Rescuing the Kodiak Queen

Until very recently, the Kodiak Queen was just another abandoned ship rusting away in a harbour in Tortola in the British Virgin Islands. But this wasn’t just any ship – it was a decorated World War II ship, just one of a handful of boats that survived the attack on Pearl Harbour in 1941.

It seemed tragic that such a piece of history was being allowed to just waste away. Owen Buggy, who is a ship engineer and photographer, came to me with an idea to rescue the ship and asked if there was anything we could do. 

In 2016, Unite BVI were invited to pitch a project to Maverick1000 - an entrepreneurial group who meet every year on Necker. They came up with some great ideas and worked together to revive her majesty and turn her into an underwater art installation, a recreational dive site and a marine life habitat.

In 2017, filmmaker Rob Sorrenti documented the transformation of the Kodiak Queen and made an exceptional film, narrated by Kate Winslet, which recently won the Green Planet Award at the Rhode Island International Film Festival. The documentary tells a fascinating story of how the ship was saved, sunk and an artificial reef created.

You can watch the trailer below, and see the full film free for the next seven days over on his website

We’re also really excited to be showing it on Virgin Media until the end of the year, while the documentary continues its worldwide festival tour.

The story behind the ship is truly remarkable. The Kodiak Queen started off life as a military oil tanker named YO44. During the Pearl Harbour attack, it was filled with aviation fuel – a bomb waiting to go off. Somehow, she survived and was sent to work as a crabbing trawler in Alaska. It was here, working around the Kodiak Island, that she got her name as the Kodiak Queen. She later went to work in the British Virgin Islands, but after Hurricane Earl hit in 2010, she was left abandoned until we found her.

Before Hurricane Irma, I had the pleasure of diving around the Kodiak Queen just after she was sunk. It was such a  unique diving experience and I felt overwhelmed by the vastness of the ship. I can’t wait to get back in and dive around the site and see it covered with coral and teeming with life.

Coral reefs are home to around a quarter of ocean life. However, reefs around the world are dying as climate change, warming oceans and plastic pollution take their toll. It’s important we all do what we can to safeguard the ocean.

The project has been such a stunning way to combine ocean conservation and art. It has preserved a piece of history and turned it into something that benefits the local community and the environment. 

I’m passionate about protecting the ocean, both as part of the Ocean Elders and through Ocean Unite, which Virgin Unite started to create partnerships that benefit the ocean.

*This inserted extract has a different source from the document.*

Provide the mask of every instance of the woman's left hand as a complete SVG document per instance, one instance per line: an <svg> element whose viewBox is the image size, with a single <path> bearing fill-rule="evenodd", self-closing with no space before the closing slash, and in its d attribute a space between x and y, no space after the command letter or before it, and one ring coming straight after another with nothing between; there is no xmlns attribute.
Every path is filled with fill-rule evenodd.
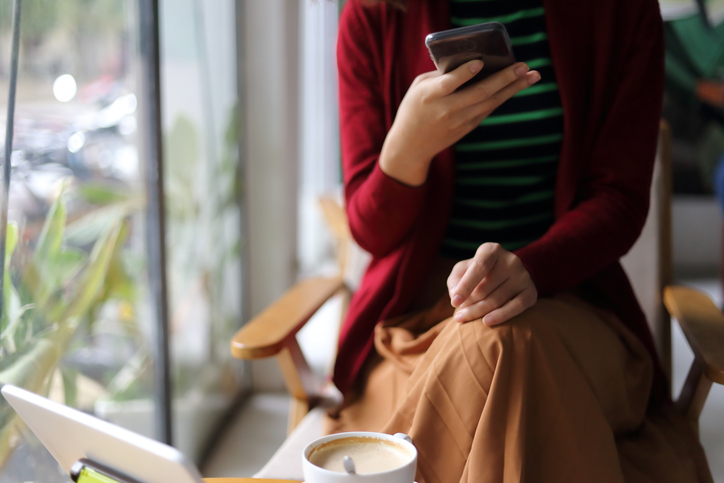
<svg viewBox="0 0 724 483"><path fill-rule="evenodd" d="M482 317L486 325L502 324L538 300L523 262L497 243L484 243L473 258L455 264L447 287L458 322Z"/></svg>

Anyone can be an ocean ally, in fact our motto is “The Ocean is Everybody’s Business”.  Head over to Ocean Unite to find out more about what you can do to get involved.

Over the next six months, the project revealed itself to be about something much bigger.

On 6th September 2017, Hurricane Irma released its ferocious power across the Caribbean and Florida Keys. Irma left behind a trail of unimaginable destruction, devastating the lives of thousands of people.

The documentary depicts nature’s power, and its ability to both destroy and survive. Striking shots show the damage that Hurricane Irma wreaked on much of the Kodiak Queen art installation. Yet her purpose lives on as a platform for climate change, reef protection and inspiring a local community to be the next generation of ocean conservationists

Proceeds from the documentary benefit Unite BVI, which is currently focused on supporting projects helping the islands recover.